Nigeria’s
capital saw another day of protests Tuesday amid fears that millions of
Nigerians will be disenfranchised in the country’s upcoming general
election because of the government’s failure to
distribute required
voter identification cards. Around one hundred youths surrounded the
Independent National Electoral Commission headquarters in Abuja for the
second day of demonstrations demanding that the Feb. 14 election be
postponed to allow voter cards to be distributed, reported the Nigerian Daily Trust.
Protest organizers have charged the government of Nigerian
President Goodluck Jonathan of failing to distribute up to 40 percent of
the permanent voter cards required to participate in the election,
which is seen as one of Nigeria’s most hotly contested poll in decades.

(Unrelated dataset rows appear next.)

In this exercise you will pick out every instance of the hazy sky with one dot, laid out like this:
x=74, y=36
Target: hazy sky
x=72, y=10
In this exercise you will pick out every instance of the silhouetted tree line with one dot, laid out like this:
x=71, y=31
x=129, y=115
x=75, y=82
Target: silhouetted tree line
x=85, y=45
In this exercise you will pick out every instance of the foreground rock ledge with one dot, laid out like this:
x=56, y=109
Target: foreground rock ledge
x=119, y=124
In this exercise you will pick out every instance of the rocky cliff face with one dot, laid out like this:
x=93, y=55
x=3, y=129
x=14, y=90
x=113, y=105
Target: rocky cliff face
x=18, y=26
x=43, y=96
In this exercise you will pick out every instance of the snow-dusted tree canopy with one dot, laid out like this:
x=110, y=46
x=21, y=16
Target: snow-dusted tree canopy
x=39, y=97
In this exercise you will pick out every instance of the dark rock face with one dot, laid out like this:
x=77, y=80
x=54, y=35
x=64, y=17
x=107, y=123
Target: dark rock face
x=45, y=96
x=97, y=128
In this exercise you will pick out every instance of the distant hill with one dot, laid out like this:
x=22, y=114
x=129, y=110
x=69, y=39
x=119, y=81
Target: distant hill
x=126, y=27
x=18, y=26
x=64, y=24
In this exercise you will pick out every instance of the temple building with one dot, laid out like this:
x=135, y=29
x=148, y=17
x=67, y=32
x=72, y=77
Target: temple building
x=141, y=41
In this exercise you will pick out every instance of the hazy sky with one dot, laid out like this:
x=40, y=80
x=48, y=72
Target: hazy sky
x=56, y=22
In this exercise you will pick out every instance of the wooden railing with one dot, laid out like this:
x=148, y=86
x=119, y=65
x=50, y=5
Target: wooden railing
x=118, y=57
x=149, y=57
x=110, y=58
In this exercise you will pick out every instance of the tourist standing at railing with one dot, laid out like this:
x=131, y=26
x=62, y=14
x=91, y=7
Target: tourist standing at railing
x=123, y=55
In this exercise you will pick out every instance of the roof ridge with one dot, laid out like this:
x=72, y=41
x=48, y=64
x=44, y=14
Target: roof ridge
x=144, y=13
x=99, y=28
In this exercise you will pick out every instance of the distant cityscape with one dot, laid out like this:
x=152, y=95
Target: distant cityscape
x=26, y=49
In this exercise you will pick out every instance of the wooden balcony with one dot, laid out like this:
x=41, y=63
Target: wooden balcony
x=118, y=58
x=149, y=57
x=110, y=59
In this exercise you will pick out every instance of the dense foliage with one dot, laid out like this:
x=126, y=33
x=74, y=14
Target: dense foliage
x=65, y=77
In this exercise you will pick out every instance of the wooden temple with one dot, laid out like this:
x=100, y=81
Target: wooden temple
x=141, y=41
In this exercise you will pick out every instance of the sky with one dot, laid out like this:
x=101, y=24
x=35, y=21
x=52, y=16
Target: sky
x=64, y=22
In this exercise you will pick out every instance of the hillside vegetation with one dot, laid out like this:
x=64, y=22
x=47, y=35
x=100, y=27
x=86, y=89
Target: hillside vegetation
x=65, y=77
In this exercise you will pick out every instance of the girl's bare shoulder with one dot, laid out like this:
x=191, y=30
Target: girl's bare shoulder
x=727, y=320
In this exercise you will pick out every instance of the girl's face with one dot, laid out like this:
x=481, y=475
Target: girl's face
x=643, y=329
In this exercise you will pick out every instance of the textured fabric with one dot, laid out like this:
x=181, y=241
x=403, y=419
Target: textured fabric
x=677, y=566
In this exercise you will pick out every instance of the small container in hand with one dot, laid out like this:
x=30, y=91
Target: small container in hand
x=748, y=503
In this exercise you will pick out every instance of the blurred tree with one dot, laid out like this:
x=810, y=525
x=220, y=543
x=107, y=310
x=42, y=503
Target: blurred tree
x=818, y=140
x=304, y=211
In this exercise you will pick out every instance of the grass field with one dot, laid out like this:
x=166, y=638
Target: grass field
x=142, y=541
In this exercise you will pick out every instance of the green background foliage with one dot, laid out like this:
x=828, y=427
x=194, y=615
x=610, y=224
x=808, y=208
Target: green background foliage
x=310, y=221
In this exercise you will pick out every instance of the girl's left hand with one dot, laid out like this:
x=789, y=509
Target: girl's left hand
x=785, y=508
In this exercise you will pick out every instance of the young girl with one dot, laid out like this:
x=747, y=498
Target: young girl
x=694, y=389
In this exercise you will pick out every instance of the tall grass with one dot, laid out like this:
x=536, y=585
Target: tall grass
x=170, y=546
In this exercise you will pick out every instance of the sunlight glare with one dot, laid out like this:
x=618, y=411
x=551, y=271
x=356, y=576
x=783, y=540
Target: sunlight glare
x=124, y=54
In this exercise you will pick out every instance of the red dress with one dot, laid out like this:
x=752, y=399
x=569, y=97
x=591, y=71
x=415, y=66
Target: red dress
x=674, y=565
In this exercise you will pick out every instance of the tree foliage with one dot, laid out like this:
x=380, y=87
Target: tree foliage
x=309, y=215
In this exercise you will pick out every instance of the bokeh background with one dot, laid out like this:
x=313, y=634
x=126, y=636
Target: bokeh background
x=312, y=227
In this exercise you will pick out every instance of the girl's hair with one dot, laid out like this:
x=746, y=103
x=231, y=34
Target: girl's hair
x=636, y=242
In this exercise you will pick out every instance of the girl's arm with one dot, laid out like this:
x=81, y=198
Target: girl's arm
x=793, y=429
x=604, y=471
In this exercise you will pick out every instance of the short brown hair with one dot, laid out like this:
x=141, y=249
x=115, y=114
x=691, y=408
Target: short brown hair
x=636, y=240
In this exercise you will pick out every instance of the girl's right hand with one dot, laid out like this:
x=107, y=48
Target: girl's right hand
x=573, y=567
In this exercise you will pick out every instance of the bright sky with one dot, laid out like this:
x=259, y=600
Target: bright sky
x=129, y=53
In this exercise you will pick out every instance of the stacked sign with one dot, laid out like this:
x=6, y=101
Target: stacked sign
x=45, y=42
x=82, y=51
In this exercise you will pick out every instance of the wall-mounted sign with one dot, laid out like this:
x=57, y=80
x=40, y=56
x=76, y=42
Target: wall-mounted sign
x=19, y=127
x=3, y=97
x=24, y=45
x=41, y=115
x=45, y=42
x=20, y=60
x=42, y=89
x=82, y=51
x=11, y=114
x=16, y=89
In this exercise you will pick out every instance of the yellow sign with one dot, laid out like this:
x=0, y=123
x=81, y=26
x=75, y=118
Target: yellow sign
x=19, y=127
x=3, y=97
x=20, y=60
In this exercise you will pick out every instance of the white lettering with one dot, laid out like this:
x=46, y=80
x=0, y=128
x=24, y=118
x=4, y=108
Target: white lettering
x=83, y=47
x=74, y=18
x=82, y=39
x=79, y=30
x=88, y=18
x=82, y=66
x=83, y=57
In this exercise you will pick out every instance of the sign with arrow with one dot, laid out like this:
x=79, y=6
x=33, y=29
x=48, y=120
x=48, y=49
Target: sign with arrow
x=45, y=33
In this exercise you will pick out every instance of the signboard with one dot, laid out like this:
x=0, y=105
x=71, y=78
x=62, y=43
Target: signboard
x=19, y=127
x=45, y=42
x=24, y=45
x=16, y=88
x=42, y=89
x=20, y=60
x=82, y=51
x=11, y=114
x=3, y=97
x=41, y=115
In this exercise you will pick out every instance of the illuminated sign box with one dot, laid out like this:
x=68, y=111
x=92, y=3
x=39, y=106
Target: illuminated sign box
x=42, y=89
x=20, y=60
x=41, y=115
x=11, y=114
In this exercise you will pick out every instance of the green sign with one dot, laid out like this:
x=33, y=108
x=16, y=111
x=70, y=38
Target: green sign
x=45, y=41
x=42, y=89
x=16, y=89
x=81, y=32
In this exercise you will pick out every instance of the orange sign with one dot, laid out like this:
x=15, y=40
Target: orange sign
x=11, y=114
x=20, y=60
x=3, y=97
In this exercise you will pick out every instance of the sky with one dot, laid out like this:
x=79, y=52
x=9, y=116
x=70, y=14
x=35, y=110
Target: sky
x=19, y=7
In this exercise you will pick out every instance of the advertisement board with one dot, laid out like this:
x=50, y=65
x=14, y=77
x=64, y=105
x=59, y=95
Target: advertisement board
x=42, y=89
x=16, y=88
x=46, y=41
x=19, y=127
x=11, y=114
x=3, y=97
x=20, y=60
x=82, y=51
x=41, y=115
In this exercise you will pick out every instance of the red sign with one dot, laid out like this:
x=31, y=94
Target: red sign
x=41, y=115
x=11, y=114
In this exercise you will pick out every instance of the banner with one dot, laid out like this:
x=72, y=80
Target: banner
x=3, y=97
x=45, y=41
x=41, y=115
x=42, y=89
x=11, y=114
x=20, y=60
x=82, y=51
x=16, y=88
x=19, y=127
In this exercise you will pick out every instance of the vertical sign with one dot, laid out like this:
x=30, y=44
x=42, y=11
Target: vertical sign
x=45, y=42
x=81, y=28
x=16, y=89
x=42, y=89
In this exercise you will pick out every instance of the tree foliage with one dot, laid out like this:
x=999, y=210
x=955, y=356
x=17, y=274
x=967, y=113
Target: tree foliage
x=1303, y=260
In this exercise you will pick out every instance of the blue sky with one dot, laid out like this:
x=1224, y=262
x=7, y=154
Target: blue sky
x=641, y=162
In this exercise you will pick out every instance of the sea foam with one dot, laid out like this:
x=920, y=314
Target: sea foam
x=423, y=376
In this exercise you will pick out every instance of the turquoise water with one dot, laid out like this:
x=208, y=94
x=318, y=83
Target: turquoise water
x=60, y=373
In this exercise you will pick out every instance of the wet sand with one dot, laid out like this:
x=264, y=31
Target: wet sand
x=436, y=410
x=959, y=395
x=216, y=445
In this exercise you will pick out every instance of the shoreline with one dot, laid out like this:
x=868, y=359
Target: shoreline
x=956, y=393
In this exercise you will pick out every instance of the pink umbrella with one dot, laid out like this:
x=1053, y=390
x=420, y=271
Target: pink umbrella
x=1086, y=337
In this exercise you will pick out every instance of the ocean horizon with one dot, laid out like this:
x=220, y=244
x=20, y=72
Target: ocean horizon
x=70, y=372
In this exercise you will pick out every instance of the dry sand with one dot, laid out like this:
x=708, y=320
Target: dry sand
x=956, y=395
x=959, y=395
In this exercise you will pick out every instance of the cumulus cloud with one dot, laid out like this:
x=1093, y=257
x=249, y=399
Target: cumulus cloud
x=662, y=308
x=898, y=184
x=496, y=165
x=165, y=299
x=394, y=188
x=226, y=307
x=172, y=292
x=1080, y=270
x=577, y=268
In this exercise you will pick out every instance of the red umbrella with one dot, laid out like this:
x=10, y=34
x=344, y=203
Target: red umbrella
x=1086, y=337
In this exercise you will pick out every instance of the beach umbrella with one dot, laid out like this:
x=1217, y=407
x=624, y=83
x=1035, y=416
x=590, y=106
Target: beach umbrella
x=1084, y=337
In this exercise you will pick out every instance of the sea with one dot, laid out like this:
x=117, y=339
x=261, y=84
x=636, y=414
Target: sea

Protesters also claimed that the electoral commission had not recruited
the 960,000 ad hoc staff necessary to conduct the election, one of the
many factors which they argued could disenfranchise millions of voters
in the country.
The issue is one of many stemming from the crisis in
northeastern Nigeria as a result of the insurgency by Islamist militant
group Boko Haram. The Jonathan government’s failure to quash the growing
threat posed by the group has been the target of other recent angry
protests. Last week, demonstrators stoned a vehicle carrying the
president, who is running for re-election against opposition leader
Muhammadu Buhari, in protest of his handling of Boko Haram, according to the Associated Press.
Critics have accused Jonathan of allowing the insurgency to escalate, a
charge that has become a centerpiece of Buhari’s campaign against the
incumbent leader.
The protests against Jonathan come amid greater insecurity in the
country surrounding the election, including a bomb attack in the
northern city of Gombe, minutes after Jonathan left a campaign event
there. A local journalist told the BBC
that the attacks had contributed to greater unrest in the city. A wave
of similar bombings targeting court buildings in towns in oil-rich
southern Nigeria was tied to the Gombe attack by police sources.